Film described herein also can be used for preparing comprise made by identical film or contain packing with two or more interlayers of the combination of the film of other polymer materials.In another embodiment, this packing can comprise two or more interlayers, and one of them interlayer part is made by film of the present invention, and preferably this film consists of the outer wall of packing.

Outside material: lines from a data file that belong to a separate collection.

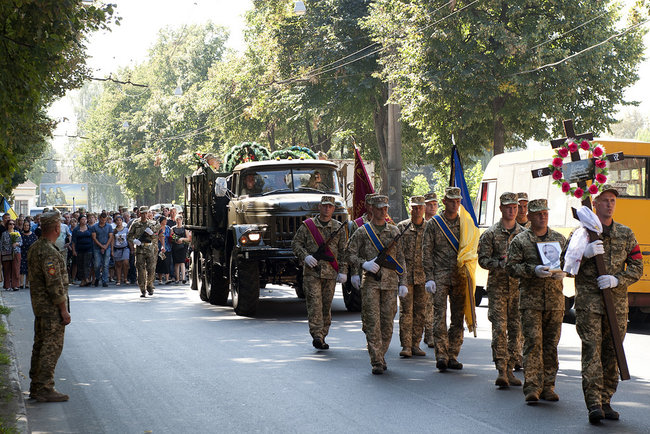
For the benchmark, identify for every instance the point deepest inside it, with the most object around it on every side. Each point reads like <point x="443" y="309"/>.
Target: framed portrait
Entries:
<point x="550" y="252"/>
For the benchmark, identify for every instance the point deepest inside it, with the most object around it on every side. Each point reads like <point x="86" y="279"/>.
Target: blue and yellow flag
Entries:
<point x="468" y="242"/>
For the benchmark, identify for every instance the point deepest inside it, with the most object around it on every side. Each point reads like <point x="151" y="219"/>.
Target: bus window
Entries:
<point x="629" y="176"/>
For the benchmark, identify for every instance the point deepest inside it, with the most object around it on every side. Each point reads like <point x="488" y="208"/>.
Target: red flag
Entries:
<point x="362" y="186"/>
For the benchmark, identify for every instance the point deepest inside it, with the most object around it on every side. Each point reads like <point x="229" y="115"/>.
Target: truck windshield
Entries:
<point x="321" y="180"/>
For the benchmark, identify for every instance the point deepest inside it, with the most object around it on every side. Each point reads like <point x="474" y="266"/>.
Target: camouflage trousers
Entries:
<point x="145" y="264"/>
<point x="411" y="316"/>
<point x="318" y="296"/>
<point x="541" y="330"/>
<point x="378" y="309"/>
<point x="503" y="313"/>
<point x="599" y="366"/>
<point x="48" y="345"/>
<point x="447" y="342"/>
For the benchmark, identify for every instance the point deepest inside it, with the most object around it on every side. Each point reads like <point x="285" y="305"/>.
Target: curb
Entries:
<point x="14" y="377"/>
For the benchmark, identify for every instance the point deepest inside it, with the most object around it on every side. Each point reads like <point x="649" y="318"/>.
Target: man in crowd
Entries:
<point x="541" y="303"/>
<point x="413" y="304"/>
<point x="48" y="279"/>
<point x="320" y="275"/>
<point x="380" y="283"/>
<point x="141" y="239"/>
<point x="503" y="291"/>
<point x="624" y="266"/>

For example, as well known in the art, casting, the blowing by polymer materials, extrude or blowing is extruded and can be obtained auxiliary film.Suitable preferred polymkeric substance, multipolymer or derivatives thereof as auxiliary film is selected from polyvinyl alcohol, Polyvinylpyrolidone (PVP), polyalkylene oxides, acrylamide, vinylformic acid, Mierocrystalline cellulose, ether of cellulose, cellulose ester, cellulose amides, polyvinyl acetate (PVA), poly carboxylic acid and salt, polyamino acid or peptide, polymeric amide, polyacrylamide, toxilic acid/acrylic acid multipolymer, the polysaccharide that comprises starch and gelatin, natural gums such as xanthan gum and carrageenin.Preferred polymkeric substance is selected from polyacrylic ester and water-soluble acrylic ester multipolymer, methylcellulose gum, Xylo-Mucine, dextrin, ethyl cellulose, Natvosol, Vltra tears, Star Dri 5, polymethacrylate, and most preferably is selected from polyvinyl alcohol, polyvinyl alcohol copolymer and Vltra tears (HPMC) and their combination.Preferably, for example be that polymkeric substance content in wrapping material of PVOH polymkeric substance is at least 60%.This polymkeric substance can have any weight-average molecular weight, and is preferred about 1000~1,000,000, and more preferably from about 10,000~300,000, further more preferably from about 20,000~150,000.Most preferred wrapping material are the PVOH film, are known as the commodity MONOSOL M8630 by name of the MONOSOL LLC sale of Indiana, USA Merrillville, and the PVOH film with corresponding solubility and plasticity-characteristic.Be applicable to other film of the present invention and comprise the film that is known as commodity PT film by name or the K series membranes of being supplied by Aicello, the VF-HP film of perhaps being supplied by Kuraray.